Interesting and Humour - page 2976

 
Alexandr Saprykin:

I don't get it))

What year of birth are you?
 
Dmitry Fedoseev:
What year were you born?

You're not FSB? 1980

 
Alexandr Saprykin:

You're not FSB? 1980

I think you're FSB.

With a year like that you can't know what the USSR is.

 
Alexandr Saprykin:

I don't get it))

I remember - a Beatles record came out once, but as the word Beatles could not be written (and the Soviet state company didn't want to mess up the name of the ensemble), it was just written as a band (or VIA), the record was quickly picked up. And then they banned Pink Floyd some albums - they couldn't bring them into the country (for sailors). Jazz was allowed in. Records (foreign) were traded with each other under great secrecy (so that nobody could see them), although stamps and coins (numismatics) could be collected - there were different clubs where people exchanged and bought/sold them. But you couldn't collect records. I was in the late seventies until about 1982/1984.
 
Dmitry Fedoseev:

I think you are FSB.

With a year like that, you can't know what the USSR is.

Mm-hmm. And I didn't eat my favourite three-penny buns.)
I get it. It's Depeche Mode. I still have my Depeche tapes. I used to like them a lot, now my tastes have changed. But I didn't recognise them in the face on the poster - there were no pictures on the cassettes.

 
Sergey Golubev:
I remember - a Beatles record came out once, but as the word Beatles could not be written (and the Soviet state company did not want the name of the ensemble to be confused), it was simply written as a band (or VIA) and the record was quickly picked up. And then they banned Pink Floyd some albums - they couldn't bring them into the country (for sailors). Jazz was allowed in. Records (foreign) were traded with each other under great secrecy (so that nobody would see them), but stamps and coins (numismatics) could be collected - there were different clubs where people exchanged and bought/sold them.
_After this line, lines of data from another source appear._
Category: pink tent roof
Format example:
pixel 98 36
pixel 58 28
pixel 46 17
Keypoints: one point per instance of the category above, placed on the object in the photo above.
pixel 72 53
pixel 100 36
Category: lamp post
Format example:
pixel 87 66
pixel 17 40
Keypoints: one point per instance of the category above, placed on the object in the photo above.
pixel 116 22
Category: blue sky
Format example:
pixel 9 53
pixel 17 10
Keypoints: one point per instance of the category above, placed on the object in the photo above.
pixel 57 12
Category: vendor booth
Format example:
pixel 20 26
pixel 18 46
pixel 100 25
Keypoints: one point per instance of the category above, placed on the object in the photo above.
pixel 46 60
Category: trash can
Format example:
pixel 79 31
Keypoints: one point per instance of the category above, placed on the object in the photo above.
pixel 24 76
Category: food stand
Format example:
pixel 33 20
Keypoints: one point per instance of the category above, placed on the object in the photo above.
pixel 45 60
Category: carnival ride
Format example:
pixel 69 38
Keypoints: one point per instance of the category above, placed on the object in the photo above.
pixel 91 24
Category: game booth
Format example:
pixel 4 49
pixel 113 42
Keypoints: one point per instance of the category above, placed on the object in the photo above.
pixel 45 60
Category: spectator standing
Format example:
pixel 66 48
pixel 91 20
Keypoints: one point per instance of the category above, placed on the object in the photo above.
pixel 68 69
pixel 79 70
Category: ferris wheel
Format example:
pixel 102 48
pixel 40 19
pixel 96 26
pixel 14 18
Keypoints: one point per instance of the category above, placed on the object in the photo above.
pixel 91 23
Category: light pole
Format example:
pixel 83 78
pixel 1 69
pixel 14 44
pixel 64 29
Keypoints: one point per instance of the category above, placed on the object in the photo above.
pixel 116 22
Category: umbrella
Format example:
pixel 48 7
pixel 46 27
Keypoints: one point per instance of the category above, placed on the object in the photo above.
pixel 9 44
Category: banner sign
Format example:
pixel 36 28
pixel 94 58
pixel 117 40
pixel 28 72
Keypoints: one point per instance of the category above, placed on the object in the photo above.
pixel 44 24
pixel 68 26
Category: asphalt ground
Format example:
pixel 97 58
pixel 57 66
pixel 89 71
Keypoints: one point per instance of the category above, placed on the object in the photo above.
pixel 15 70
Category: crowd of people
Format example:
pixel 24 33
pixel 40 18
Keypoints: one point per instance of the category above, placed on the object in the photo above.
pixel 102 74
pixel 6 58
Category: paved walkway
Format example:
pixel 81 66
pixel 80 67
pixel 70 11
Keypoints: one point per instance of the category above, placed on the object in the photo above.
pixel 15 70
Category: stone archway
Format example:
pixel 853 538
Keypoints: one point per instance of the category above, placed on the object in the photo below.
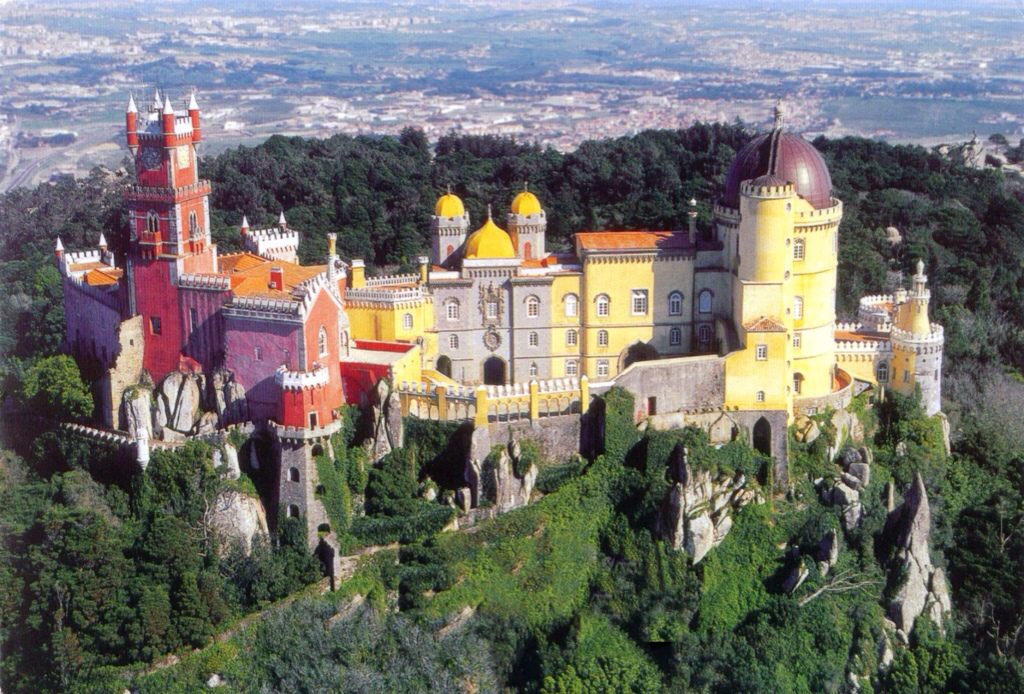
pixel 762 436
pixel 494 372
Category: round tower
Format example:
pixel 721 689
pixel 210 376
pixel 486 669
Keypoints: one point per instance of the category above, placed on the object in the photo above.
pixel 527 225
pixel 449 227
pixel 918 346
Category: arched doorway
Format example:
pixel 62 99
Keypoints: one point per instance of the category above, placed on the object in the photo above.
pixel 494 372
pixel 444 365
pixel 762 436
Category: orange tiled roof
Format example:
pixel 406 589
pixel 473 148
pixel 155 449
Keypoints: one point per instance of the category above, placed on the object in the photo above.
pixel 632 241
pixel 764 324
pixel 251 274
pixel 103 276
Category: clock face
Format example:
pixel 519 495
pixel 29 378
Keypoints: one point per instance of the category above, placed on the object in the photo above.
pixel 150 158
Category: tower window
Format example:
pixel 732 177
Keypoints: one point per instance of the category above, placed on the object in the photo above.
pixel 704 301
pixel 571 305
pixel 532 306
pixel 639 302
pixel 675 304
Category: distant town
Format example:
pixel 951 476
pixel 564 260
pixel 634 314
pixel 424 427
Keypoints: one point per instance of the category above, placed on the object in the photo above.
pixel 557 73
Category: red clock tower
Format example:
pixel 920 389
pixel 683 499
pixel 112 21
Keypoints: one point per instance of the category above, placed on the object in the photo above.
pixel 169 214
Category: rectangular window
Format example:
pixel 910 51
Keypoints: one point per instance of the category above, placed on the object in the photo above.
pixel 639 302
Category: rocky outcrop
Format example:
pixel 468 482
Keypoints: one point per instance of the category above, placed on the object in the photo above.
pixel 178 404
pixel 388 429
pixel 226 397
pixel 923 588
pixel 697 514
pixel 238 519
pixel 137 406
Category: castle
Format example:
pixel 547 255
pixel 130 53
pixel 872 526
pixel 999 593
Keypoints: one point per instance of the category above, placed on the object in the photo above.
pixel 731 328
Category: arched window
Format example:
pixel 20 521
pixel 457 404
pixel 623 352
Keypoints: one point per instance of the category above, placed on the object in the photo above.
pixel 704 301
pixel 532 306
pixel 676 303
pixel 452 309
pixel 571 305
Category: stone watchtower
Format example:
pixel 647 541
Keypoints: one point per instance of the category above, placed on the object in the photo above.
pixel 916 345
pixel 449 228
pixel 527 225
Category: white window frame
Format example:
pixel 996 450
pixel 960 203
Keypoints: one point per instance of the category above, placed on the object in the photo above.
pixel 676 303
pixel 638 302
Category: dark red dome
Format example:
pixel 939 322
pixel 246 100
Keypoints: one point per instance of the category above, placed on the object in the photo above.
pixel 783 156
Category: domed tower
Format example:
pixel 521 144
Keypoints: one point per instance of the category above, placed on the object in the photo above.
pixel 449 227
pixel 527 225
pixel 916 345
pixel 778 224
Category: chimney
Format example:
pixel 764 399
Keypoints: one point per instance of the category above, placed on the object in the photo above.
pixel 358 276
pixel 278 278
pixel 131 124
pixel 692 214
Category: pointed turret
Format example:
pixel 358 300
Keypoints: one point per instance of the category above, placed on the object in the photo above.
pixel 194 115
pixel 131 124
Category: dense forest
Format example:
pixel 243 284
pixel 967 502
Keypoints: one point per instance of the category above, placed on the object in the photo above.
pixel 104 572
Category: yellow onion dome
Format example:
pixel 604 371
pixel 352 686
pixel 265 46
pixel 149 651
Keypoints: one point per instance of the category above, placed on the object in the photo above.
pixel 450 205
pixel 489 241
pixel 525 204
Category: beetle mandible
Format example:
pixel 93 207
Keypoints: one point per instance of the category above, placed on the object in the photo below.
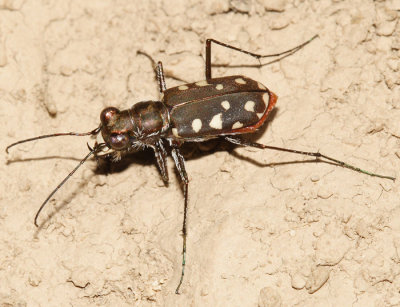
pixel 216 107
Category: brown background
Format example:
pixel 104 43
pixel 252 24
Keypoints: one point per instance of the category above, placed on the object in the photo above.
pixel 261 231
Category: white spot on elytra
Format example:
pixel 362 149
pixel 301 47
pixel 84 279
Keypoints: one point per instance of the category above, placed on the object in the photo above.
pixel 249 106
pixel 261 86
pixel 196 125
pixel 225 104
pixel 237 125
pixel 216 121
pixel 202 83
pixel 240 81
pixel 175 132
pixel 266 98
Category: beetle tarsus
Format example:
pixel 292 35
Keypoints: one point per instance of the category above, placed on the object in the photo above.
pixel 317 155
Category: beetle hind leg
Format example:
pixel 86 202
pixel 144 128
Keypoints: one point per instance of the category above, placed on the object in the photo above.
pixel 281 55
pixel 180 165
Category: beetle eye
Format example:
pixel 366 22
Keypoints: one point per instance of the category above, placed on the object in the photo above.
pixel 119 141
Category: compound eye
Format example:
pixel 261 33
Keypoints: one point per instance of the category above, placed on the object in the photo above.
pixel 119 141
pixel 107 114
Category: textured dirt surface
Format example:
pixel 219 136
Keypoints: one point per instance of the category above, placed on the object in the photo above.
pixel 265 228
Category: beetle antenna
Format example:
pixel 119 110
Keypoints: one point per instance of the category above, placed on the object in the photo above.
pixel 92 151
pixel 93 132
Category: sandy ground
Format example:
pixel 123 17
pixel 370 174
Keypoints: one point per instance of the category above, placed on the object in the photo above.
pixel 265 228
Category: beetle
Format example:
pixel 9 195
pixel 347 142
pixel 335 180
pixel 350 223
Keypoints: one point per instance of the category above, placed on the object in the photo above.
pixel 224 107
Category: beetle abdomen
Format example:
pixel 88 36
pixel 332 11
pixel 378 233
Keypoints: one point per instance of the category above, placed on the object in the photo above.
pixel 201 110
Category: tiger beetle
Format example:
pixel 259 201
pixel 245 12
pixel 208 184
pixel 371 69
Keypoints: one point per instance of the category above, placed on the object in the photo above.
pixel 223 107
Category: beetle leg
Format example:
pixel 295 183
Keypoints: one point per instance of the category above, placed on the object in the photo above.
pixel 318 156
pixel 180 165
pixel 282 55
pixel 160 77
pixel 161 156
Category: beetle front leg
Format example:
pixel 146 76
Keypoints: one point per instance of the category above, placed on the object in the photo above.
pixel 180 165
pixel 316 155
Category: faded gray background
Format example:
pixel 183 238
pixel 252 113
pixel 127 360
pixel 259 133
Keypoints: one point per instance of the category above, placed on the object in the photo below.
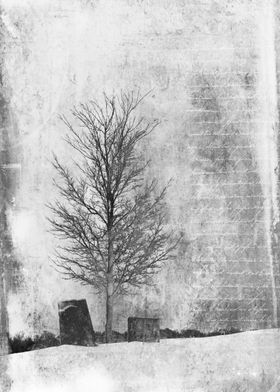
pixel 212 67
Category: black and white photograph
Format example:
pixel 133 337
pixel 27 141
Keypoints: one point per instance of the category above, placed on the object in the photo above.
pixel 139 196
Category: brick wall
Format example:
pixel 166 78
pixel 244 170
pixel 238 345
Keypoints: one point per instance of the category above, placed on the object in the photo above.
pixel 211 66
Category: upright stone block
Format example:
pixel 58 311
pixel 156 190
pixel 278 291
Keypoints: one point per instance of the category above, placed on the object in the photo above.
pixel 143 329
pixel 75 323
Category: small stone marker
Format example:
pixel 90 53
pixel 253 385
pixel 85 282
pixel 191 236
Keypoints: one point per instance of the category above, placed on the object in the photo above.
pixel 143 329
pixel 75 323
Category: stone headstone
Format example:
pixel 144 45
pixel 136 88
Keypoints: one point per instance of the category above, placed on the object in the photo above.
pixel 143 329
pixel 75 323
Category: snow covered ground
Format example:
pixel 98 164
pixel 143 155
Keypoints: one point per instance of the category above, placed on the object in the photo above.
pixel 248 361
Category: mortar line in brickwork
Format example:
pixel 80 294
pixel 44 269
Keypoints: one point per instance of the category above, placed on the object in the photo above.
pixel 246 111
pixel 224 134
pixel 205 173
pixel 241 97
pixel 226 197
pixel 231 122
pixel 239 247
pixel 220 147
pixel 217 85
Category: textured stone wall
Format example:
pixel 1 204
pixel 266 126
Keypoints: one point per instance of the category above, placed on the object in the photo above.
pixel 211 69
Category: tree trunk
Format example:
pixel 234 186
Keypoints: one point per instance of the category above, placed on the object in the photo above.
pixel 109 310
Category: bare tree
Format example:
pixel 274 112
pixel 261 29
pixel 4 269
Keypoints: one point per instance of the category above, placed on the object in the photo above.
pixel 111 220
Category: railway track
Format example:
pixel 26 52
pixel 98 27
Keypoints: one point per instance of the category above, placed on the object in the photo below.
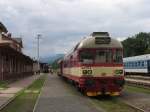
pixel 138 82
pixel 140 77
pixel 134 107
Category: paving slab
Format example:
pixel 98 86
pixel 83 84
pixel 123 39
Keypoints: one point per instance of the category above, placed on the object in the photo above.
pixel 9 93
pixel 57 97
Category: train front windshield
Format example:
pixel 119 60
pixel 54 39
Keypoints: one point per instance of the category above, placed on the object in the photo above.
pixel 101 56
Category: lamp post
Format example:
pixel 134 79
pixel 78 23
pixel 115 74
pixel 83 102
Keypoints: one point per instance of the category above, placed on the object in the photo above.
pixel 38 50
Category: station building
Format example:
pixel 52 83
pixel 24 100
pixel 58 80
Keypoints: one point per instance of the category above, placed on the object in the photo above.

But you couldn't collect records. I was around that time - sometime in the late seventies - up to 1982/1984.

I've been collecting stamps since I was about five too, still have my entire collection. Maybe someday the collection will go up in value, great-grandchildren will sell them and become millionaires.
There are some records with the Beatles too. I don't remember the year of issue, but I do remember the Beatles written on the packaging.

 
You could collect stamps and coins and even buy them from each other. But while I was figuring out which ones were valuable and which weren't, there were five albums of stamps that were cheap ... it was only then that I started to understand which ones were valuable and which weren't. But my interest in collecting them faded (because it wasn't forbidden). On the other hand, it was difficult with the records. The main collectors of records were university teachers, and many of them had large and then valuable collections. I (a student at the time) had everything by Chicago (even their quadruplet was four records in one album). Many of those collectors now work as music editors for public and private TV and radio.
 
Sergey Golubev:
Stamps and coins could be collected and even bought from each other. But while I was figuring out which ones were valuable and which were not, I collected five albums of stamps that were cheap ... it was only then that I started to understand which ones were valuable and which weren't. But my interest in collecting them faded (because it wasn't forbidden). On the other hand, it was difficult with the records. The main collectors of records were university teachers, and many of them had large and then valuable collections. I (a student at the time) had everything by Chicago (even their quadruplet was four records in one album). Many of those collectors now work as music editors for public and private TV and radio.

Well, such collectors were clearly only from big cities. In our small town there were clearly no such collectors. We had no universities, no TV, no radio).

 
Alexandr Saprykin:

Well, such collectors were clearly only from big cities. In our small town there were clearly no such collectors. We had no universities, no TV, no radio).

Rather there were, only you didn't know them.
 
Alexandr Saprykin:

Well, such collectors were clearly only from big cities. In our small town there were clearly no such collectors. We had no universities, no TV, no radio).

I don't know about very big cities - Kaliningrad was not a small town back then, but still less than a million people, and it was a closed city.
The gathering of these bands with students (who played western bands on their guitars right there in the street) took place in a park in front of the Baltic Fleet Headquarters (five meters from the entrance), next to the KGB building (all buildings are former German military buildings). There was a kind of a buzz about doing things very close to such institutions that one should not.

And a little further away in the same square, those who were building model ships, etc., would gather. - there was a sort of pond in the park (about three by five metres), next to a German sculpture of two moose, to which students painted eggs every night (and the policemen and janitors scrubbed off the paint every morning) ... I didn't paint them (there were plenty of people willing to paint them). I think they still paint them now, but mostly at Easter.